Мы договорились, что мы не можем говорить название нашей картины, но, безусловно, там есть моя композиция, она уже выпущена. Это, по сути дела, рекап (повтор уже показанного материала — прим. «Ленты.ру»), небольшая деконструкция этой композиции под формат короткого метра.
Что первостепенно — музыка или текст?
Я достаточно текстоцентричен. Из-за работы в аудиопродакшене появились вещи, которые упрощают работу с музыкой, поэтому больше внимания я уделяю словам. Но песни должны существовать в совокупности первого и второго, поэтому я пишу одновременно и текст, и музыку.
Я не ошибусь, если назову тебя исполнителем инди?
Мне кажется, что само понятие инди — это размытая вуаль. Если мы имеем в виду независимую музыку — да, это инди. Если мы говорим инди, подразумевая музыкальный жанр, — то нет. Я не могу сказать, что это инди-музыка с точки зрения жанра — по той причине, что я использую методы и техники, которые встречаются где-то в классической музыке, где-то в рэпчике. Я скорее исхожу из процесса производства. Если мне песня диктует какие-то правила написания, то я как бы на них ведусь и работаю, но называть это все именно инди-музыкой я бы не стал. Это что-то мультижанровое.
А у тебя нет ощущения, что рэп и простые тексты надоели? Как думаешь, грядет ли что-то новое в музыке?

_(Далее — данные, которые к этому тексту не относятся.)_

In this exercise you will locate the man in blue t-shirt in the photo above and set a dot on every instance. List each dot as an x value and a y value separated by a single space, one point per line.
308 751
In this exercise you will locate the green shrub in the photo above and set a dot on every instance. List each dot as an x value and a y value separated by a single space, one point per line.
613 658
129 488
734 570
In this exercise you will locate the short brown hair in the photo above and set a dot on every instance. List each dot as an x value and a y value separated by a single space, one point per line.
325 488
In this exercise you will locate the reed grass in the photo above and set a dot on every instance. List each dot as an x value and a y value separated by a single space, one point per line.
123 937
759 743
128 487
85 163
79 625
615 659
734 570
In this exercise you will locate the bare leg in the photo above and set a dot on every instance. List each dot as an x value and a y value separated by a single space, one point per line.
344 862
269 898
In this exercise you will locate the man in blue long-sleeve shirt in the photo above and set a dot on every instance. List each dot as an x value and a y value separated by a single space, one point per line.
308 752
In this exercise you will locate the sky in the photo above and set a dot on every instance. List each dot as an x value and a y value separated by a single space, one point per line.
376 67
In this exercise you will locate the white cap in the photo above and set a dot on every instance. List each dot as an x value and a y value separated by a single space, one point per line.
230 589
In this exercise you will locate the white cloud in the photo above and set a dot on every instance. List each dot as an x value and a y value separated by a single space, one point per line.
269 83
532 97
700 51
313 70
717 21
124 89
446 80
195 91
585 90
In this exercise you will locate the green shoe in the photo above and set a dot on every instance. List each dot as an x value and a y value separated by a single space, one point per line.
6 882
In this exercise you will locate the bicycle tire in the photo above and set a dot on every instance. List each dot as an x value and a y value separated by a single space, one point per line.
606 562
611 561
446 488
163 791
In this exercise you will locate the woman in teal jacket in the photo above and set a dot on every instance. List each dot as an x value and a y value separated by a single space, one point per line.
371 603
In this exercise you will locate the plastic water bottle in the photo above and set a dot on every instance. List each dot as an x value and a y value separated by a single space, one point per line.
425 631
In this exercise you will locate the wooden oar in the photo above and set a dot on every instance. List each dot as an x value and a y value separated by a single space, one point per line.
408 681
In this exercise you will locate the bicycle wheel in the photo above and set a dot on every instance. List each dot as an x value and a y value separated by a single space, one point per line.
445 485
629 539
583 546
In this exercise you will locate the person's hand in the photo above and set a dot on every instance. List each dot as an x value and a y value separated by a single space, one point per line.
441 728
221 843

Оно приходит. Но намного выгоднее и удобнее делать музыку, на которую есть запрос. Любое занятие музыкой — это трата времени, сил, денег. Я не думаю, что грядут большие изменения. Могут прийти какие-то пассионарные ребята, которые немного поменяют музыкальную повестку, и я могу даже вспомнить парочку таких — например, Shortparis. Кстати, они уже очень давно играют. Фишка в том, что слушатели обратили внимание на них, но параллельно обращают внимание на то, что оставалось в канве последние пять лет. Поэтому я думаю, что ничего радикально не будет меняться. Ведь этот ужасный запрос, который формирует массовую культуру, он обществом и диктуется.
Сейчас время маленьких исполнителей. Есть какая-то музыкальная Валгалла — в плохом смысле, а есть все остальное. Это остальное очень локальное, точечное, а я в ней — суперлокальная история. Я — маленькая капля странной черной жижи во всей это индустрии.